У меня и сейчас хранится самодельная детская книжечка, сделанная в госпитале дядей Сашей из тогдашних почтовых открыток с портретами Кутузова и Горького. На одной из них написаны его рукой имена будущих читателей: «Сережику и Лидушке», а на другой – замечательные карандашные рисунки-иллюстрации из очеловеченной жизни заячьей семьи. Когда художник иллюстрировал заячьи танцы на опушке леса, то нарисовал рояль, лихо играющую на нем зайчиху, а рядом – весело отплясывающего папашу с детишками.
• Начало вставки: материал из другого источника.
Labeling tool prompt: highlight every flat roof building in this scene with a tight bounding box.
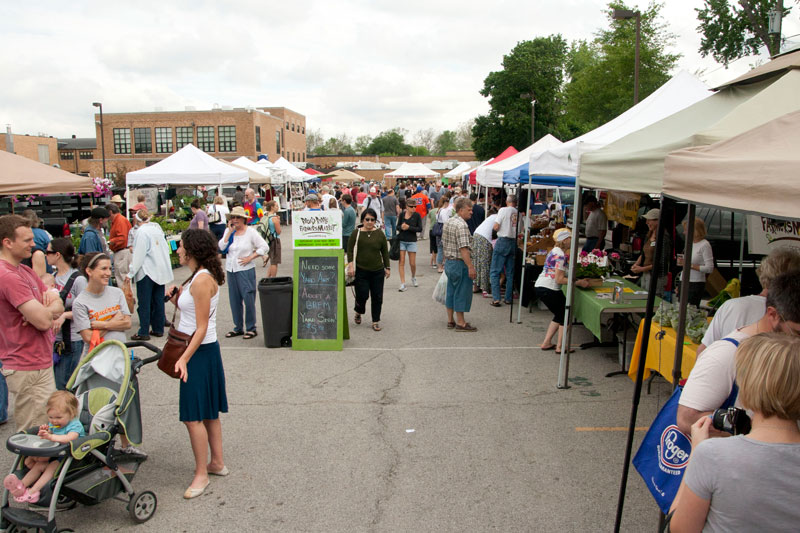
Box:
[91,107,306,179]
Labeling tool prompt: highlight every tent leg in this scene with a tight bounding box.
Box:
[556,185,583,389]
[517,185,531,324]
[672,204,697,389]
[614,197,672,533]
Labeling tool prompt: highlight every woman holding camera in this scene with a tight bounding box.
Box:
[670,333,800,532]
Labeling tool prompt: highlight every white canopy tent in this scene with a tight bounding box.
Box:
[383,163,441,179]
[273,157,314,183]
[230,156,273,184]
[476,133,564,187]
[125,144,248,216]
[529,70,712,185]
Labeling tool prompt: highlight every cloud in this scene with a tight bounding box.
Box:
[0,0,798,141]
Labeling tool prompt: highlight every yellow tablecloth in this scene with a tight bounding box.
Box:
[628,320,698,383]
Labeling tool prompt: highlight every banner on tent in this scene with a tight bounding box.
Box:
[606,191,641,228]
[747,215,800,255]
[292,209,342,250]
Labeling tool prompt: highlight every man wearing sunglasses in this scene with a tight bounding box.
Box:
[678,271,800,436]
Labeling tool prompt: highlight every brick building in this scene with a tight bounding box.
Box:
[58,135,96,176]
[0,132,59,165]
[90,107,306,178]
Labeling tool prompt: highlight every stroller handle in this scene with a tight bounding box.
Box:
[125,341,161,366]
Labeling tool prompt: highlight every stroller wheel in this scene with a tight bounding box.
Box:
[128,490,158,524]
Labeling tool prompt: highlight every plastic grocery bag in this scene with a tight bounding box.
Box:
[433,272,447,305]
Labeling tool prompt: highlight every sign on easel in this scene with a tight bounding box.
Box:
[292,249,350,351]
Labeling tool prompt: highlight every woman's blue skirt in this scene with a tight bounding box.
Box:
[178,342,228,422]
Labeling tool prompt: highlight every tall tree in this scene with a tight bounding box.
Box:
[562,1,680,134]
[472,35,567,159]
[695,0,790,65]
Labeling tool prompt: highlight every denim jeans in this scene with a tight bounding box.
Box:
[489,237,516,302]
[384,215,397,239]
[136,276,167,335]
[226,268,256,333]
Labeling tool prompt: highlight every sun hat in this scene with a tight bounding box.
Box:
[553,228,572,242]
[644,209,661,220]
[228,205,249,220]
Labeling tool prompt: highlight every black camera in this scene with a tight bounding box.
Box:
[711,407,750,435]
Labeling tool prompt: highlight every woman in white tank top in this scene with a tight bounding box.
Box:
[169,229,228,499]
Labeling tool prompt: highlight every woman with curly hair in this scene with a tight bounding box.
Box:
[170,229,228,499]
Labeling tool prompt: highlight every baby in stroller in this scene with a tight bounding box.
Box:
[3,390,86,503]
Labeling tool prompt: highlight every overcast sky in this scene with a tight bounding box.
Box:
[0,0,800,141]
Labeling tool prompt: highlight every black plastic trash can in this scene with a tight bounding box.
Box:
[258,277,292,348]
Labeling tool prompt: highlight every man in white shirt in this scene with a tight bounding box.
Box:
[361,187,383,228]
[697,248,800,356]
[677,272,800,435]
[322,185,339,211]
[489,194,518,307]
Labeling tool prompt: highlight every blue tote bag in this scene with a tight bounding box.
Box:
[633,338,739,514]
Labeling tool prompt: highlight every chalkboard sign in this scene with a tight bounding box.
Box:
[292,249,347,350]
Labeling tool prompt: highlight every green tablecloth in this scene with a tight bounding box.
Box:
[562,278,661,339]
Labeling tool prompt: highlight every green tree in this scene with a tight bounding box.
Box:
[434,130,458,155]
[695,0,789,65]
[472,35,567,159]
[560,1,680,138]
[367,128,412,155]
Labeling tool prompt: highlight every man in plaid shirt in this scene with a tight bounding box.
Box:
[442,198,478,331]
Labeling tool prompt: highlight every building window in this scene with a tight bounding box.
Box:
[197,126,215,152]
[217,126,236,152]
[133,128,153,154]
[175,126,194,150]
[114,128,131,154]
[156,128,172,154]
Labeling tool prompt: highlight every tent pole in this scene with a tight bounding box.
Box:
[672,204,697,390]
[556,183,583,389]
[517,185,531,324]
[614,196,672,533]
[731,213,747,283]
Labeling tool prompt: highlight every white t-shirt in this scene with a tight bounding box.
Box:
[678,328,752,411]
[700,295,767,348]
[494,207,517,239]
[475,215,497,242]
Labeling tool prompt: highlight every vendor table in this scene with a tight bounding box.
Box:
[628,320,699,383]
[561,278,661,339]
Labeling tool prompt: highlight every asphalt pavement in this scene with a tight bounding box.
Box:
[0,222,669,533]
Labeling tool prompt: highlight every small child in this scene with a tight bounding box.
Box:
[3,390,86,503]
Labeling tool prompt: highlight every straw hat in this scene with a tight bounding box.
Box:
[228,205,249,220]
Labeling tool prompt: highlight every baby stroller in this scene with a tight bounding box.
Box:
[0,341,161,533]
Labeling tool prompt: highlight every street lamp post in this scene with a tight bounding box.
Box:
[612,9,642,105]
[92,102,106,178]
[519,92,536,144]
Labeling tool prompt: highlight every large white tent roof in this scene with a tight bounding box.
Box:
[529,70,712,182]
[273,157,314,183]
[383,162,441,178]
[125,144,248,185]
[580,69,800,193]
[476,133,564,187]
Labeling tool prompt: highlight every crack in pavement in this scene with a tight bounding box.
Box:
[370,355,406,531]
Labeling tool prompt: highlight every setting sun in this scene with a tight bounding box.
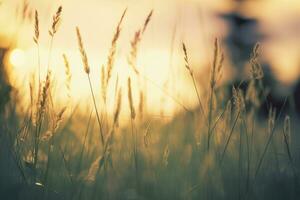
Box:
[0,0,300,200]
[9,49,26,68]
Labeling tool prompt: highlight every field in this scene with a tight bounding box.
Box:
[0,1,300,200]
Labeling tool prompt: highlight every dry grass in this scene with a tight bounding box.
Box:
[0,7,300,200]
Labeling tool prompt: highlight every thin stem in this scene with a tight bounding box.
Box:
[220,111,241,165]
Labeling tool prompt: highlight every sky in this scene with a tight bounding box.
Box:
[0,0,300,117]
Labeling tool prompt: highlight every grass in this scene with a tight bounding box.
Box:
[0,4,300,200]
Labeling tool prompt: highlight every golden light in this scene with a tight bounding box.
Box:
[9,49,25,67]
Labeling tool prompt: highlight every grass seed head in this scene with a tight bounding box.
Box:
[76,27,90,74]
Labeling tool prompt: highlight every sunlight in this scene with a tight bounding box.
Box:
[9,48,26,68]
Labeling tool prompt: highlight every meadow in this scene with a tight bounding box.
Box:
[0,4,300,200]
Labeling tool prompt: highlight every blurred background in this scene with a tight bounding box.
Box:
[0,0,300,115]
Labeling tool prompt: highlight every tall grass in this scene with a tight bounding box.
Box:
[0,7,300,200]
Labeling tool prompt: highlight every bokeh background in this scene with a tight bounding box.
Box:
[0,0,300,115]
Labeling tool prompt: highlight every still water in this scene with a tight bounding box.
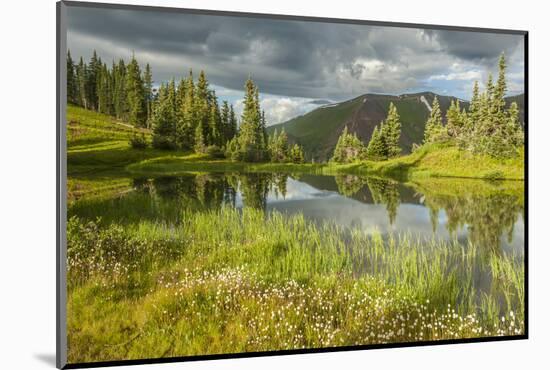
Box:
[69,173,524,253]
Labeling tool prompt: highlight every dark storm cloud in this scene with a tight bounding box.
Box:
[426,30,523,62]
[68,3,521,100]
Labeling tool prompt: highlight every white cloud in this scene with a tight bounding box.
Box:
[428,70,482,81]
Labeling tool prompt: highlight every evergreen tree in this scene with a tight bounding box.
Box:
[85,50,102,110]
[207,99,222,146]
[424,96,446,143]
[113,59,128,120]
[268,128,290,163]
[194,71,211,151]
[446,100,464,139]
[177,71,197,150]
[143,63,153,128]
[289,144,304,163]
[380,103,401,158]
[67,50,78,104]
[126,55,147,127]
[152,85,176,149]
[331,126,366,163]
[76,57,91,109]
[228,104,238,139]
[366,122,388,160]
[492,53,506,119]
[235,78,267,162]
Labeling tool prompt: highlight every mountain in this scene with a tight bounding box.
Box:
[504,94,525,127]
[268,92,524,161]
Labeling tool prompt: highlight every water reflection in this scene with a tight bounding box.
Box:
[73,173,524,251]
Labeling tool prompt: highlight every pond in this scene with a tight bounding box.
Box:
[69,173,524,254]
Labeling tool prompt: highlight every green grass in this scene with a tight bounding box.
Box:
[67,104,524,180]
[126,154,323,176]
[67,107,525,363]
[68,208,524,362]
[326,145,524,181]
[67,105,190,176]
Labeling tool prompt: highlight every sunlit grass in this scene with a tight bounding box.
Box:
[68,207,524,362]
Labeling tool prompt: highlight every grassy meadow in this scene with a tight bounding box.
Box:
[67,106,525,363]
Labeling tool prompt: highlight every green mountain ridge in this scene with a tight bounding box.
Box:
[268,91,524,161]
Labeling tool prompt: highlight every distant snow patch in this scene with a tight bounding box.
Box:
[420,95,432,112]
[319,103,339,108]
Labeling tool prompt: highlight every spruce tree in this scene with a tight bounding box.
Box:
[220,100,231,145]
[228,104,238,139]
[424,96,446,143]
[177,71,197,150]
[330,125,348,163]
[151,85,176,149]
[366,122,388,160]
[331,126,366,163]
[239,78,267,162]
[126,55,147,127]
[113,59,128,120]
[76,57,91,109]
[446,100,464,139]
[143,63,153,128]
[67,50,78,104]
[381,103,401,158]
[289,144,304,163]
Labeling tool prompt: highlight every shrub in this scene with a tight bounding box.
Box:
[206,145,225,158]
[483,170,506,180]
[130,132,149,149]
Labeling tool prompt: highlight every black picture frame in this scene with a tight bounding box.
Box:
[56,1,529,369]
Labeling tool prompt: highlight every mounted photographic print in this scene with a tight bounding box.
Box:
[57,1,528,367]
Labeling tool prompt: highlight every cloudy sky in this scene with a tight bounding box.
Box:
[67,6,524,124]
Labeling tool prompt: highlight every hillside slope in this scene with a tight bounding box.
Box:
[268,92,523,161]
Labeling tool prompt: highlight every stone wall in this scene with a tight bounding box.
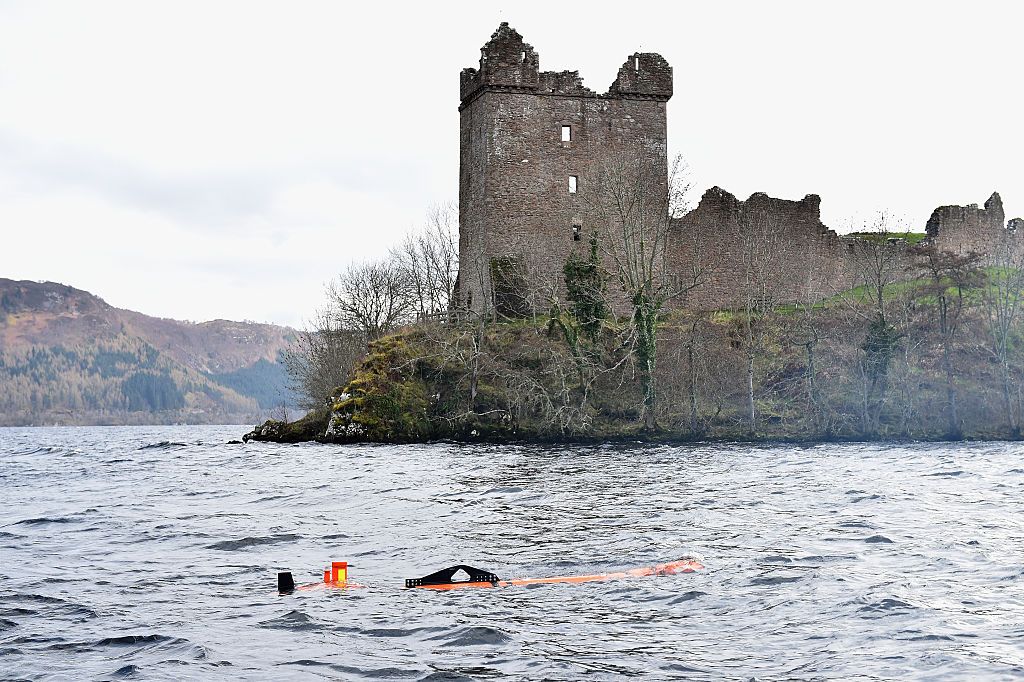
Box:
[926,191,1008,254]
[669,187,857,309]
[457,24,1024,310]
[458,24,672,309]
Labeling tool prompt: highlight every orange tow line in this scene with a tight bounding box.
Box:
[278,559,705,594]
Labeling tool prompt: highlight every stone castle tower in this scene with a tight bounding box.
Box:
[457,23,672,311]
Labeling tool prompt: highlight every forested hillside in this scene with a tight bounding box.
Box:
[0,279,294,426]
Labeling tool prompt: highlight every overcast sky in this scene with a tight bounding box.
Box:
[0,0,1024,326]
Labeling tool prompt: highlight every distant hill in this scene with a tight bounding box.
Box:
[0,279,295,426]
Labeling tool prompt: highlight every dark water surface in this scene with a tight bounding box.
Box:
[0,427,1024,680]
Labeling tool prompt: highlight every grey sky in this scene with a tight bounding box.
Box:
[0,0,1024,325]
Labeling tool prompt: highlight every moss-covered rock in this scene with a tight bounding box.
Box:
[242,408,331,442]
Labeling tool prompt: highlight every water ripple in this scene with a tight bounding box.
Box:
[0,427,1024,682]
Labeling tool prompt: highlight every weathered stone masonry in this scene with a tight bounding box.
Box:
[457,23,1024,310]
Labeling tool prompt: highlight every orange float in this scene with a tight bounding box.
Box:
[278,559,705,594]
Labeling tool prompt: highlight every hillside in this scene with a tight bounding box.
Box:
[0,279,294,426]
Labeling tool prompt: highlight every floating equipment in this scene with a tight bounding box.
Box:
[278,559,705,594]
[406,559,703,590]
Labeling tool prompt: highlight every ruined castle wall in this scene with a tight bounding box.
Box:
[670,187,856,309]
[926,193,1008,254]
[457,24,1024,312]
[459,25,672,309]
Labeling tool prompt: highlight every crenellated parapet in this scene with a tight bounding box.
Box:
[608,52,672,99]
[459,22,672,108]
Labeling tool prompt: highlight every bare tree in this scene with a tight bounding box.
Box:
[590,142,703,430]
[390,204,459,318]
[848,212,907,437]
[734,199,784,435]
[284,309,367,410]
[327,261,415,341]
[982,230,1024,438]
[913,244,981,440]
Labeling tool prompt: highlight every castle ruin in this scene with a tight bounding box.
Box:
[456,23,1024,311]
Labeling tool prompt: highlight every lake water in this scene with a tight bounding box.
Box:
[0,427,1024,680]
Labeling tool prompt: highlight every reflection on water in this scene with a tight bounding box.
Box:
[0,427,1024,680]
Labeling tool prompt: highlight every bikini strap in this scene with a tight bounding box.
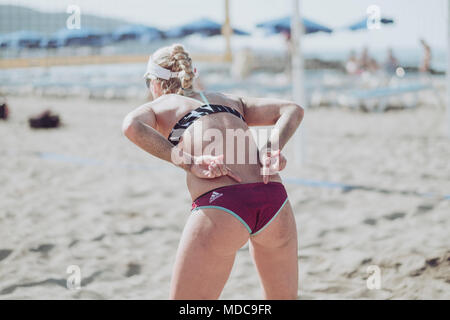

В бумагах же дяди Саши я в студенческом возрасте видела одну свою безграмотную открытку «дарагому дяди Саше» и альбом с его чудесными карандашными портретами медсестер и соседей по палате, а также с автопортретом блокадного времени (который после его смерти был даже напечатан в научном сборнике: уж очень он был хорош!). Вообще-то дядя мог бы стать прекрасным художником, но этот свой дар он использовал редко, только когда силою обстоятельств был отлучен от своей науки.

Возвращаясь к теме писем после освобождения Полтавы, должна обязательно сказать, что далеко не всегда, увы, они приносили в семью радость. Был комиссован из-за очень тяжелого ранения и контузии папин младший брат дядя Коля, погиб на фронте брат дяди Антона, пропал без вести тети-Галин брат… Каждое письмо с фронта ждали с трепетом… А какое горькое известие пришло со вторым папиным письмом! В одном из первых боев их батальона от разрыва снаряда погиб его коллега Мовлейко, тот самый, который приходил к нам перед уходом на фронт с женой. До сих пор стоит в памяти то чувство скорби и непонятной вины, которое переживала мама перед его семьей, когда необходимо было сообщить эту страшную весть.

Не могу здесь не упомянуть и о несколько более позднем письме из Парижа сразу от двух бабушкиных сестер, разыскивающих ее. Бабушка поплакала, помолилась, сходила к священнику за советом и… не ответила, побоявшись за участь своих детей. Потом, когда столкнулась еще и с длительным политическим недоверием к лицам, бывшим в оккупации (как будто это было по своей воле), убедилась, что все сделала правильно. Но должна признаться, что ее московская сестра, для меня тетя Таня, человек с другим жизненным опытом и не так обремененный семейными связями, смело откликнулась и возобновила переписку с сестрами-эмигрантками еще во время войны.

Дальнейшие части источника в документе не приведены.